Toto Zurianto, alumni Fakultas Ekonomi USU (1986) dan Swinburne University of Technology, Melbourne (1994).
Lahir di Kayuaro (Kerinci, Jambi), pernah tinggal di Medan (1967-1970) dan (1976-1987), Lampahan (Aceh Tengah), Karang Inou (Aceh Timur), Padang (1975), dan di Jakarta (Cinere) sejak 1987. Pernah di Melbourne (1992-1994)!

Thursday, 14 January 2016

The Heritage of Surabaya #1

toto zurianto

Saya cukup sering berkunjung ke Surabaya. Liburan akhir tahun lalu, saya bersama keluarga, memutuskan untuk ke Surabaya. Kali ini, saya menginap di salah satu hotel paling heritage dan historic. Heritage karena memang sejarahnya sudah cukup lama, sejak zaman kolonial Belanda. Tetapi dia juga sangat Historical bagi bangsa Indonesia. Tempat dimana, nuansa kemerdekaan kembali dipertegas oleh Para Arek Surobojo. Terutama ketika para Pemuda menurunkan Bendera 3 warna Belanda Merah Putih Biru. Tepatnya merobek warna Birunya, dan menggantinya dengan Sang Dwi Warna Merah Putih.
Dulu bernama Hotel Yamato. Ini nama yang diberikan oleh pemilik (pemerintah) pada zaman penjajahan Jepang. Sebelumnya, zama Belanda disebut Hotel Oranje (Orange) yang didirikan oleh Lucas Martin Sarkies pada tahun 1910 dan beroperasi tanggal 1 Juli 1911. Ini termasuk hotel paling top dan penting di masa lalu. Mengalami pasang surut dan pergantian kepemilikan. Tetapi sejak 1969 berganti nama menjadi Hotel Madjapahit yang terus beroperasi sampai sekarang. Pernah juga di bawah chain dan management Mandarin Oriental.



Hotel Madjapahit yang terletak di Jalan Tunjungan ini tetapi salah satu hotel terbaik di Surabaya. Bangunannya cukup antiq dengan pilar dan kamar-kamar yang ditata sesuai model masa lalu.
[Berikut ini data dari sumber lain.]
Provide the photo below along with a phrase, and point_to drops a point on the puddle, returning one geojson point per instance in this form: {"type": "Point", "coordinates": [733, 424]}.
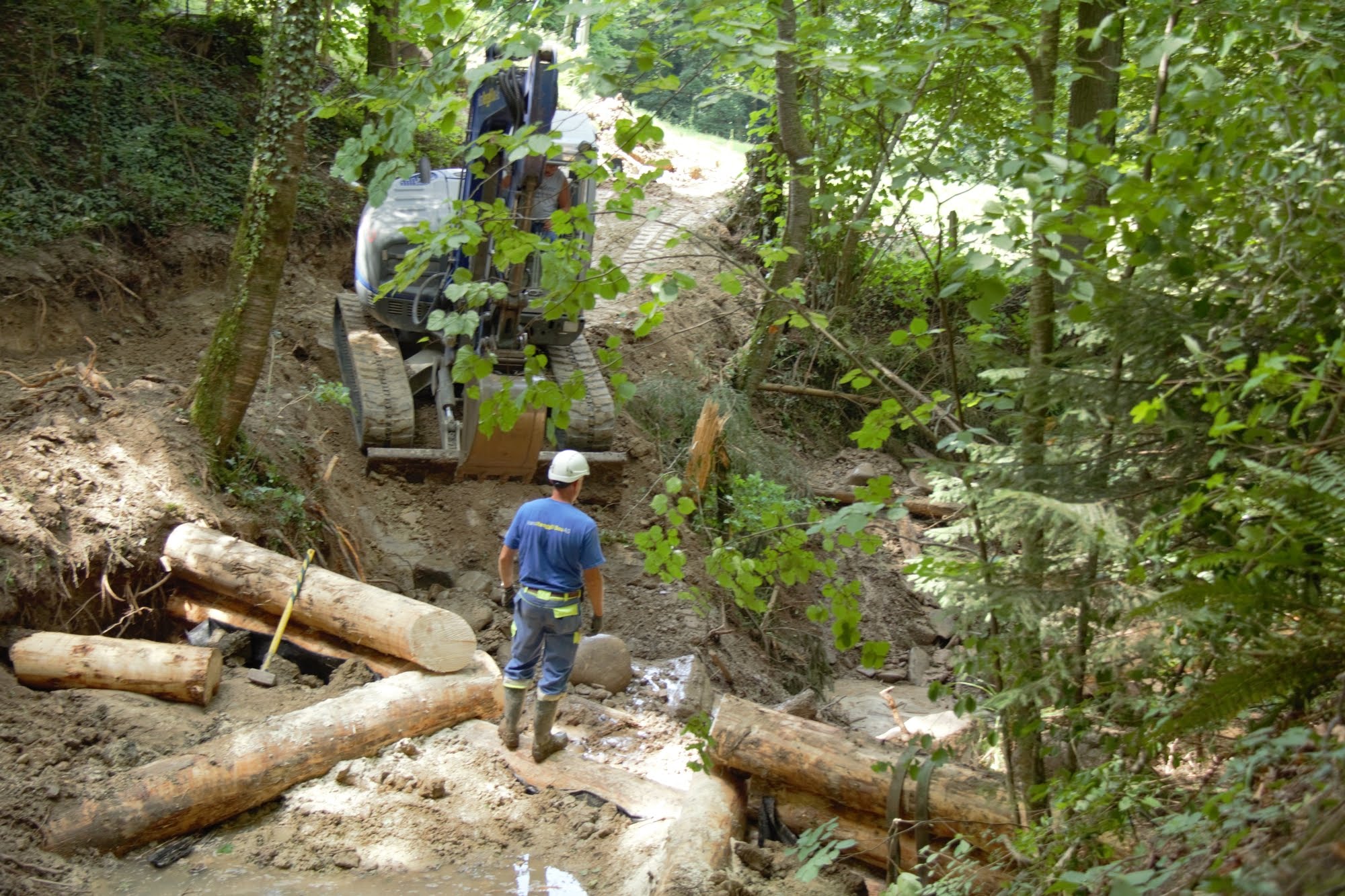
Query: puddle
{"type": "Point", "coordinates": [525, 877]}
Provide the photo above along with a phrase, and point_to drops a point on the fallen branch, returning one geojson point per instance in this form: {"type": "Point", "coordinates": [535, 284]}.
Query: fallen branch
{"type": "Point", "coordinates": [919, 506]}
{"type": "Point", "coordinates": [818, 393]}
{"type": "Point", "coordinates": [224, 776]}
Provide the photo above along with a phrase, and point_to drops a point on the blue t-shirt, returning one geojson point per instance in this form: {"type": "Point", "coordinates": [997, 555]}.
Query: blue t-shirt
{"type": "Point", "coordinates": [556, 542]}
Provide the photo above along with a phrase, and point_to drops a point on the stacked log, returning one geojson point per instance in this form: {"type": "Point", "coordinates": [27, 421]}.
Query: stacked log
{"type": "Point", "coordinates": [228, 775]}
{"type": "Point", "coordinates": [360, 614]}
{"type": "Point", "coordinates": [805, 763]}
{"type": "Point", "coordinates": [52, 661]}
{"type": "Point", "coordinates": [714, 813]}
{"type": "Point", "coordinates": [198, 608]}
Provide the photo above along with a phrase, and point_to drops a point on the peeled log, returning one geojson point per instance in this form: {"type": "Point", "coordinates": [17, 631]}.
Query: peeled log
{"type": "Point", "coordinates": [220, 608]}
{"type": "Point", "coordinates": [821, 759]}
{"type": "Point", "coordinates": [358, 614]}
{"type": "Point", "coordinates": [53, 661]}
{"type": "Point", "coordinates": [700, 841]}
{"type": "Point", "coordinates": [224, 776]}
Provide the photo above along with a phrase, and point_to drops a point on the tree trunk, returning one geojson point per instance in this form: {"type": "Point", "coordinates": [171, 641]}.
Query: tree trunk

Masuk klasifikasi Bintang 5, tetapi berbeda dengan hotel modern yang bangunannya sophisticated dan tinggi. Hotel ini memberikan nuansa nyaman, bersih dan dengan pilar dan tiang yang mengagumkan. Coba lah jalan di selasar hotel, sungguh menarik dan indah, serta membuat kita berpikir dan memandang masa lalu, Soerabaja Tempo Doeloe!